Resolution

I woke up, and find myself lying on a cliff. I then sit up and look at the surrounding, confused. At that moment a memory suddenly surfaced and crashed into my mind like a giant wave sweeping away my consciousness slowly driving me insane. Suddenly a gray light descended from nowhere and help me to get a hold of myself, and like that I'm starting to remember it piece by piece.

I remember how I promised my sister that I would return after passed my test, I remember about how I walk away from home with so much confidence before get stopped and nearly got killed by Li Yanfei, and.. I remember how I..

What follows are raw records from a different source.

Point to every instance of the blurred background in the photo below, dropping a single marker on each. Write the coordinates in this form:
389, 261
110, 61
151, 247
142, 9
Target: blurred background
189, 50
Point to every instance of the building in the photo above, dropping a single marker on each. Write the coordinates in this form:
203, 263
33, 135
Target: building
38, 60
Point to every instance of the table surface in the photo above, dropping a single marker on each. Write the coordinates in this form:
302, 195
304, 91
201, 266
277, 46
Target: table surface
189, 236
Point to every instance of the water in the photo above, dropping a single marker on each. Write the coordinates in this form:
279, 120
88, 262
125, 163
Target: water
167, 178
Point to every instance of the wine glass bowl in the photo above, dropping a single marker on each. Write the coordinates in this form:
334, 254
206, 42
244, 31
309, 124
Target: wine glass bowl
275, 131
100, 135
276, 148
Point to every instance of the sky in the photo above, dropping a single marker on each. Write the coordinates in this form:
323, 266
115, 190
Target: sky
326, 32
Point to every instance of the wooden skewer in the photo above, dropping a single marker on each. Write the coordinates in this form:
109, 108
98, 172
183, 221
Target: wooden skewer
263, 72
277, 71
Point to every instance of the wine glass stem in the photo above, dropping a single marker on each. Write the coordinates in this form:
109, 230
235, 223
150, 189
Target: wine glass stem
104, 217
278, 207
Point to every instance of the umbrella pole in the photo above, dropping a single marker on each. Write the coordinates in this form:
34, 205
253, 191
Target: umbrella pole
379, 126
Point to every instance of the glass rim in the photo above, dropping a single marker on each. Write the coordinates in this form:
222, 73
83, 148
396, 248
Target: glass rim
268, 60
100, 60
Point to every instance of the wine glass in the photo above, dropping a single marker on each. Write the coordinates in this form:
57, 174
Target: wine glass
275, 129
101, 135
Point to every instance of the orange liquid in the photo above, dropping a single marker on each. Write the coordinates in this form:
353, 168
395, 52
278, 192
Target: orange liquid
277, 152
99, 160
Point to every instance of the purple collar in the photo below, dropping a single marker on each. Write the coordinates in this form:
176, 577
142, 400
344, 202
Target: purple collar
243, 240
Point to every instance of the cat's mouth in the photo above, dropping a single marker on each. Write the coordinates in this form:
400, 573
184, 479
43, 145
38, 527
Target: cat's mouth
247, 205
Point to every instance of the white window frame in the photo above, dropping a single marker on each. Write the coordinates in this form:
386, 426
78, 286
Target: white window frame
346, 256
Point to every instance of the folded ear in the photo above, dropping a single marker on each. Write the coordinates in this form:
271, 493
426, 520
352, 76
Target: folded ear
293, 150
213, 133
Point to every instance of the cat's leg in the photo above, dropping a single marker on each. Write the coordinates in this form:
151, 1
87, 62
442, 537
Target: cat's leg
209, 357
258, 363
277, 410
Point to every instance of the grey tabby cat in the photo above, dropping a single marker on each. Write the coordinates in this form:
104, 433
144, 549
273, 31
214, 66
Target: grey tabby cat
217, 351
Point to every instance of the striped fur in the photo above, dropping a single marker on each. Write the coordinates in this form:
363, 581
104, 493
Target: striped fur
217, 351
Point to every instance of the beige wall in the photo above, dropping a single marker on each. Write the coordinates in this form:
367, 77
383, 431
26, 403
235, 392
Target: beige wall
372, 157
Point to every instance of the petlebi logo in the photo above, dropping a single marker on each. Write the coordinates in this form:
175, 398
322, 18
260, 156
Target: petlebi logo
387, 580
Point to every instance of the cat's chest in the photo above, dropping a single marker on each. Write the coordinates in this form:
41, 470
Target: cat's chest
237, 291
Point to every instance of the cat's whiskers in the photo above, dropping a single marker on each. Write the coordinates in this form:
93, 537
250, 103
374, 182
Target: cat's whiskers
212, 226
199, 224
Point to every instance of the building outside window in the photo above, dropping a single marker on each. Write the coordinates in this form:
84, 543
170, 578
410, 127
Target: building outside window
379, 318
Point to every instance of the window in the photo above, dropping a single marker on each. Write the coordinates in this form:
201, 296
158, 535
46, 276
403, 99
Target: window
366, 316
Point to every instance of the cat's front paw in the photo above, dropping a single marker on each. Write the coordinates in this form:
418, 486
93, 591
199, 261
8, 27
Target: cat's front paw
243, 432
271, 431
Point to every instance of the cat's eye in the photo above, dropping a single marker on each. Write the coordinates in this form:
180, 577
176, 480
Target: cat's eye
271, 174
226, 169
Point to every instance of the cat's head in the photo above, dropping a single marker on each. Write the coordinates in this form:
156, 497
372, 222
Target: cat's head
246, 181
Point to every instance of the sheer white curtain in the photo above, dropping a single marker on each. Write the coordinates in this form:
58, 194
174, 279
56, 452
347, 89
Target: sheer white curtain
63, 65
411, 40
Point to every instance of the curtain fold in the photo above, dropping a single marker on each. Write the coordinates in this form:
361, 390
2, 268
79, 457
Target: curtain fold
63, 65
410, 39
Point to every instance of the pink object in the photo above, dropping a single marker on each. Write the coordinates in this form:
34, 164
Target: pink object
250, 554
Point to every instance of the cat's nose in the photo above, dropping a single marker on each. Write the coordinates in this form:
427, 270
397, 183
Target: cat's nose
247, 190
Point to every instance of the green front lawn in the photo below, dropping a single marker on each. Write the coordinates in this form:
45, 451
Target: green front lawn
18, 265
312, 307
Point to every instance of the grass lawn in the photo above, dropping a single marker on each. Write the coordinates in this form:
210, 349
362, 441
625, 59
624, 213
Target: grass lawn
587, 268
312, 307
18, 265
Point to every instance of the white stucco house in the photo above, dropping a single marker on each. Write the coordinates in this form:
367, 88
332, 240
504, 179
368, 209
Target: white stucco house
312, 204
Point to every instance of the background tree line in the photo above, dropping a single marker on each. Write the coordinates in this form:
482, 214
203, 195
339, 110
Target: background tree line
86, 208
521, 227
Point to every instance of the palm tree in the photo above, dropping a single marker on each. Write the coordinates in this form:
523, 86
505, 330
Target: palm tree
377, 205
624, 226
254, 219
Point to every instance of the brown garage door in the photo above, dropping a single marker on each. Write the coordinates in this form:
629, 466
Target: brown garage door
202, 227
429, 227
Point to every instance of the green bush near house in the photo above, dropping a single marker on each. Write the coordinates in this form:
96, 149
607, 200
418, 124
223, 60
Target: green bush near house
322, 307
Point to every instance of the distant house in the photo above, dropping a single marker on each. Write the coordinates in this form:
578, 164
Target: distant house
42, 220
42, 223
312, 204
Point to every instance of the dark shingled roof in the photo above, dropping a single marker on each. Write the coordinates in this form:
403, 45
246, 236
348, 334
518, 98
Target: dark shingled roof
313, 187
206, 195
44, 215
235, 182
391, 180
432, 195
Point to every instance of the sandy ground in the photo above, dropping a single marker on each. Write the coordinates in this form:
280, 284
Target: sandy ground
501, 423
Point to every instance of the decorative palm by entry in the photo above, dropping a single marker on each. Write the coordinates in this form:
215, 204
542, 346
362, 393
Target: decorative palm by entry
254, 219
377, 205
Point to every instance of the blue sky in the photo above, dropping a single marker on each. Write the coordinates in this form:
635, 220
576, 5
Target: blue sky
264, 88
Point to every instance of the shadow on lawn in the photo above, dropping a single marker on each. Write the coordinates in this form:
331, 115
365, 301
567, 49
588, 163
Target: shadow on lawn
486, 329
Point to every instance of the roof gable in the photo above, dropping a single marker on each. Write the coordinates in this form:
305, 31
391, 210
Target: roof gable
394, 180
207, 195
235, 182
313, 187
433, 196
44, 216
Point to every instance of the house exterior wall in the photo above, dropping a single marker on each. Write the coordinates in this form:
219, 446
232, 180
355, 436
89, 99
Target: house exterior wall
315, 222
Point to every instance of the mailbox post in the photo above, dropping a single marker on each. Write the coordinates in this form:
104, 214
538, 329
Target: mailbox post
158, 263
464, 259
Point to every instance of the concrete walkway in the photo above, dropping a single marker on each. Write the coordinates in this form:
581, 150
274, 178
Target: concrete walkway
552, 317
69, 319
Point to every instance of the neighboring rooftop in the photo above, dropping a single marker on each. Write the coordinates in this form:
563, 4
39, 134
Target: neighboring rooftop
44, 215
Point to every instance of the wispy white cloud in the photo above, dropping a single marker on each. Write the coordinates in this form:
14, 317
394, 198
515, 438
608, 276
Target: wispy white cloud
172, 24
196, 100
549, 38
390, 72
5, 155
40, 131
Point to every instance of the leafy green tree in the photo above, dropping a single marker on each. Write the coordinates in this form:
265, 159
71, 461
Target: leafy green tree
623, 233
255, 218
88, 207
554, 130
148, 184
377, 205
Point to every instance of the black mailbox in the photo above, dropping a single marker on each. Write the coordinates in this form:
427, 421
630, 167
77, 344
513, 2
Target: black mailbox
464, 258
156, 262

What happened then? How I couldn't remember it? Even after I try to remember it.. I just can't remember about it. But somehow, I felt there's more thing that happened before. I try to remember it once again, but nothing surfaced.. I then decided to forget about it. But suddenly, that grey light from before appeared once again.

Thump!

A scene, suddenly played in my head; a scene akin to the world ending where everything in chaos and disturbance. Then I see myself in the center of that destruction, screaming and vowing like a madman who forgot about the world and full of selfishness mourning about his tragic fate in this world. Well, it couldn't be said as an act of selfishness, even an animal would let their contempt to the world when they're about to die. Not to mention a human, a creature with higher intelligence. Would do anything to protect themselves. But even so, I still felt guilty as that scene of destruction keeps playing inside my head. I could only apologize for every victims of that tragedy because as much as I wish to return everything. I just couldn't do so, I really feel powerless about what had happened. I know, I might be foolish to wish to return everything back. Such, why do I want to save those of my enemies when I couldn't even save myself from them? And why do I felt sorry for them? Well, I believe that not everyone's be my enemies cause they want to antagonize me. Some of them might be dragged or be manipulated by others. So, I might be the villain by their perspective. But it's not like I didn't know the price of saving them were myself and the others on my side. So.., I suppose this is a good outcome for me. But then, if I could save them without losing anything myself I would certainly do so; yes it sounds greedy and hypocritical but I couldn't help it. I couldn't even do anything about it that I lost my pseudo-potential which turned out to be true. Even the Heaven itself afraid of it. Haha.. ha.. ha.

And like that, my inner thoughts gone wild with my ideals conflicting with each other as I watch that scene which playing inside my mind full of tears. It's not until that scene ended that I find clarity and keep myself hold together.

"Haah.."

I sighed as I got up. Right now I couldn't change anything that had happened. If there's a way to pay for what I've done, then I would do so. But if there isn't then I guess I would live my life as usual. Well, I can't cultivate after this anyway, so there's no meaning to take the test at all. Guess I would go home then.

Oh sister.. Please forgive this useless big brother of yours.